The hourly rate in San Francisco will go up 19 cents, from $10.55 to $10.74 an hour. And in San Jose, the increase is 15 cents, but it comes just months after a much bigger raise. The $8 minimum wage in other parts of the state will soon be history.
This latest pay raise is a cost-of-living adjustment, a provision in the ballot measure San Jose residents approved by a 59 percent margin.
Pay for San Jose's minimum wage workers jumped from $8 to $10 an hour last March. Anyone working in the city limits for at least two hours a week is covered.
"We all know that a minimum wage is exactly that, it's a minimum wage," Sna Jose Communications Director David Vossbrink said. "Nobody's pretending that you can pay off a mortgage in Silicon Valley with a minimum wage, so it's really too early to say what the broad effect will be or if anyone can even measure it."

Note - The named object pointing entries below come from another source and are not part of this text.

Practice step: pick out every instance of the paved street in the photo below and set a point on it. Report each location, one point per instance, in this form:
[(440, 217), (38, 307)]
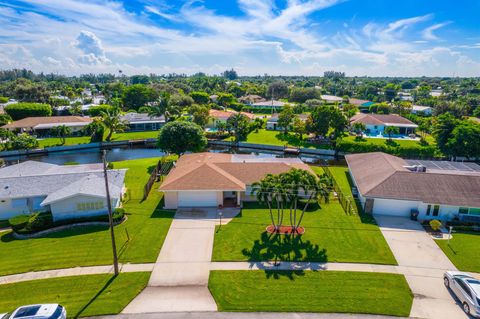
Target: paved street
[(423, 264)]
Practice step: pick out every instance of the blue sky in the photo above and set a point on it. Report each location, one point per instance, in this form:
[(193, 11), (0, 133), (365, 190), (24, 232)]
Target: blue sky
[(288, 37)]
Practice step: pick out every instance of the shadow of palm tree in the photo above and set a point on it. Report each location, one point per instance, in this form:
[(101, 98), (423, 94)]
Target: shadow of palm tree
[(285, 248)]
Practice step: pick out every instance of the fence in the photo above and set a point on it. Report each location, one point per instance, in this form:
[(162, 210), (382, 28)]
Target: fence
[(348, 204), (162, 168)]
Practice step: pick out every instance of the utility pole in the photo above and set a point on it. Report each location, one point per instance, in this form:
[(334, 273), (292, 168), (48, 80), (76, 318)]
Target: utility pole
[(110, 215)]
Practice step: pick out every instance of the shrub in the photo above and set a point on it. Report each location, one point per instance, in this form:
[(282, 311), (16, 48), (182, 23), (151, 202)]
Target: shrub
[(18, 111), (435, 224)]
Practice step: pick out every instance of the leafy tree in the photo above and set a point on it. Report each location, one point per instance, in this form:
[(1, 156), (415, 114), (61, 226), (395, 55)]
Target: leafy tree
[(239, 125), (180, 137), (200, 97), (61, 132), (442, 131), (465, 140), (200, 115), (112, 121), (299, 127), (277, 90), (18, 111), (285, 118), (391, 130), (137, 95), (318, 121)]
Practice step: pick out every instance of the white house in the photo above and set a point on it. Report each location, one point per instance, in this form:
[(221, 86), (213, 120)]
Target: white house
[(214, 179), (389, 185), (67, 191), (376, 123)]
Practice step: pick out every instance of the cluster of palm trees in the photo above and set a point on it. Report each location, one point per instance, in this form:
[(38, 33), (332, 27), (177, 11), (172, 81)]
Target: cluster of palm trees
[(291, 192)]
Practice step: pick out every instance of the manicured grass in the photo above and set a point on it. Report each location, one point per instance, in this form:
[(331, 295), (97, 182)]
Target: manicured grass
[(269, 137), (147, 226), (81, 296), (54, 141), (330, 235), (463, 250), (310, 291)]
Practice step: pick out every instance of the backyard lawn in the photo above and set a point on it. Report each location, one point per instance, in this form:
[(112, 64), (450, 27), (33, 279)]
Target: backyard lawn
[(277, 138), (330, 235), (55, 141), (147, 226), (463, 250), (311, 291), (82, 296)]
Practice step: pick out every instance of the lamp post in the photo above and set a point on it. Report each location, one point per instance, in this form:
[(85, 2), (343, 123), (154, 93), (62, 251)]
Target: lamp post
[(110, 216)]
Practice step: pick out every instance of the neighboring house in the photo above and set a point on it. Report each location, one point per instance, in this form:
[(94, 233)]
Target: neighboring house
[(389, 185), (143, 122), (331, 98), (214, 179), (219, 116), (68, 191), (251, 99), (376, 123), (418, 109), (41, 125), (272, 122), (272, 104)]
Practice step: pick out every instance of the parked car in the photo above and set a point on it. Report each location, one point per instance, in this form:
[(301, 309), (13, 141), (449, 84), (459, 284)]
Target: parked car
[(45, 311), (466, 288)]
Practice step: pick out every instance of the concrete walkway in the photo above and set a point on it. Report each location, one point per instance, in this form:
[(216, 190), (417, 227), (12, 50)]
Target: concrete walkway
[(423, 264), (179, 281)]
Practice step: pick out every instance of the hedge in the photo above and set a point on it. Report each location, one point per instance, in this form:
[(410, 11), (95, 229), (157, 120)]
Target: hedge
[(428, 151), (18, 111)]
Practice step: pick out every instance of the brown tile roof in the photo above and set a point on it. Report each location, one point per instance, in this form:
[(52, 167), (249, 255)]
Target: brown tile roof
[(217, 171), (385, 176), (381, 119), (226, 114), (30, 122)]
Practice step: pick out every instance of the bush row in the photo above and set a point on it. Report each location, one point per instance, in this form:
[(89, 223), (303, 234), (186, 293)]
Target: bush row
[(30, 224)]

However, you can measure the unhappiness an unlevel playing field has created. Take stevens Creek Blvd. It's the dividing line between San Jose on the left and Santa Clara on the right. On the right is where Premier Car Wash is located -- in Santa Clara. So workers get $8 an hour, $2 less than workers across the street. However, the gap will narrow a little next summer.
"I'm happy here, but would love to make more money, of course," car wash employee Oscar Ramirez said. "Everybody does, you know."
For workers not covered by higher minimum wage laws, that means a $1 increase to $9 in July. Then another dollar to $10 an hour in Jan. 2016.
San Jose's campaign was launched by students of Professor Scott Myers-Lipton at San Jose State University.
"We increased the wages by 25 percent of our lowest wage workers and have a drop in unemployment," Meyers-Lipton said. "That's a wonderful thing. That's a model for the rest of the country."
And now the issue of pay for fast food workers and other minimum wage workers has moved to the national level.
San Jose's 15 cent an hour increase represents an additional $6 a week for someone working 40 hours.